In 2013, $43 billion was spent on content marketing. In 2014, 71% of marketers are planning to significantly increase their spend, according to Curata’s fourth annual benchmark study. With some companies spending as much as 40% of the marketing communications budget on content marketing, getting the most bang for your marketing buck is essential.
The easiest way to do that is to give people what they want. It means being concise, unique and compelling. All of which translates to a simple content marketing mantra — be visual.
After all, our brains process visual content faster. Stories that use compelling visuals are more easily understood and remembered. And visuals help trigger emotions.

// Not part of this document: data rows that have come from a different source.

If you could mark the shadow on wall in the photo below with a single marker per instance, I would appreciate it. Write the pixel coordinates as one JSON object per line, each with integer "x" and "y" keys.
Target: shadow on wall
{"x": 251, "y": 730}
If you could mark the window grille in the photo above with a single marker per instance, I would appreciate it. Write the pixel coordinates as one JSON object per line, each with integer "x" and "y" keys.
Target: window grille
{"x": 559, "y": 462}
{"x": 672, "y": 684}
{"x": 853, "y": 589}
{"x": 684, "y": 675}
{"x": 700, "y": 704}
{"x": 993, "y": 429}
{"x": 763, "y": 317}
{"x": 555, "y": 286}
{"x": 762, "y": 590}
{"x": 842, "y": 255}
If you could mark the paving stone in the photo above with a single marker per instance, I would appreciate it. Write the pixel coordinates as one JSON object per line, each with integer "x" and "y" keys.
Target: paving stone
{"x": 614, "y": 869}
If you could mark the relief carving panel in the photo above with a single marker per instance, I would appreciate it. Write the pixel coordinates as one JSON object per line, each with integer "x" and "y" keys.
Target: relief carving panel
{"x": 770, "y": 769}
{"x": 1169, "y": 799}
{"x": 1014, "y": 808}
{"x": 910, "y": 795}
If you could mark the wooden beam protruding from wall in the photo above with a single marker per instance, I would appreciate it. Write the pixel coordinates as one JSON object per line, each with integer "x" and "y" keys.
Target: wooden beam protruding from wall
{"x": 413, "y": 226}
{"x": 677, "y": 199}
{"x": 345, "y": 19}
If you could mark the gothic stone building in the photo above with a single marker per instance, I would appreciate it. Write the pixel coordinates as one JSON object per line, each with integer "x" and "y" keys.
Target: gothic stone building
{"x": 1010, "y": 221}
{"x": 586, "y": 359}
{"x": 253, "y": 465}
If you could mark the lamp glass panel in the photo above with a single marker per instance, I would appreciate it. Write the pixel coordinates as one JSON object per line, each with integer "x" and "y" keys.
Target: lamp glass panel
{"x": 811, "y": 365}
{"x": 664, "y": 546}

Facebook, YouTube and Twitter are the biggest social media sites now, but sites and services like Pinterest, Instagram, Flickr, Vimeo, Tumblr and Slideshare are growing exponentially.

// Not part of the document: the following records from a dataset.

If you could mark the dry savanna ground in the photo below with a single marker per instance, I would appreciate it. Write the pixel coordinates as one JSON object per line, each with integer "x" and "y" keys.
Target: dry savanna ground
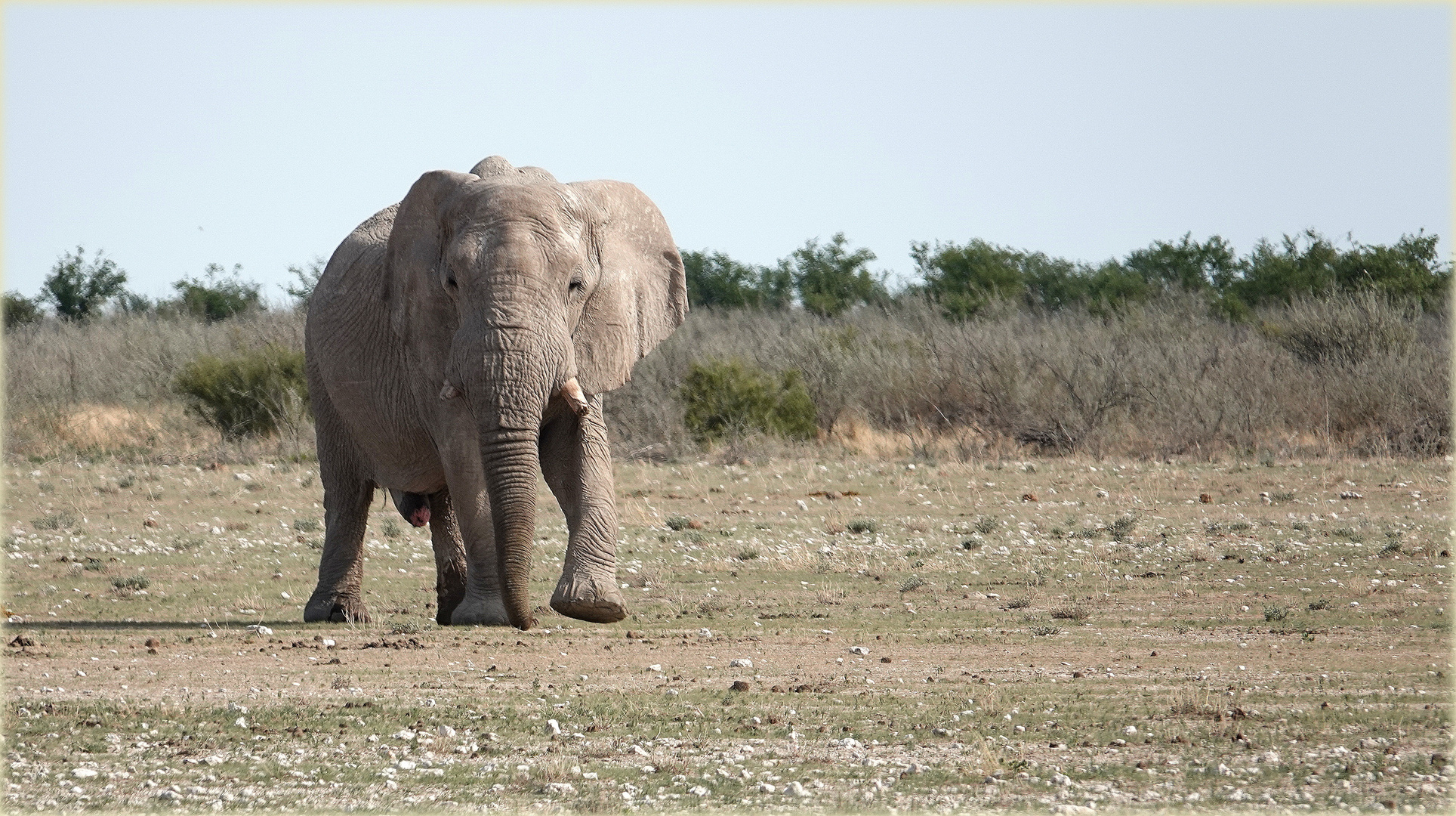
{"x": 1054, "y": 635}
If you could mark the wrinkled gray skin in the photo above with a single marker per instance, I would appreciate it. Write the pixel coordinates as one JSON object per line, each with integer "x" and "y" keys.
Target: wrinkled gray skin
{"x": 446, "y": 343}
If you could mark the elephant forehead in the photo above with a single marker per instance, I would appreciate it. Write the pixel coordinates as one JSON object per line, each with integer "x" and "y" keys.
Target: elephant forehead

Because of this, many brands are discovering more exposure on social media than on their own website. Consider Skittles as an example. According to Comscore, their website attracted 23,000 unique US visitors in March 2012 while their Facebook page had 320,000 visitors — a 14-fold increase over Skittles.com. It’s now very common for brands to rack up more page views on Facebook than their own site.
According to Facebook, successful posts are visual. Photo albums, pictures and videos get 180%, 120%, and 100% more engagement respectively. That is why Facebook is rolling out video ads that play in users’ news feeds.
People are 44% more likely to engage with content on social media that contains pictures, according to Hubspot. It translates into sales too. Customers are 51% more likely to make a purchase after “liking a brand on Facebook”. Pinterest drives sales directly from its website — of people with Pinterest accounts, 21% have purchased an item after seeing it on Pinterest.
And it’s not just consumers — the more multimedia you include in your press materials the more likely they will be looked at, according to a PR Newswire Data analysis of more than 10,000 press releases. Press releases with photos and video have a 48% increase over just a text only release.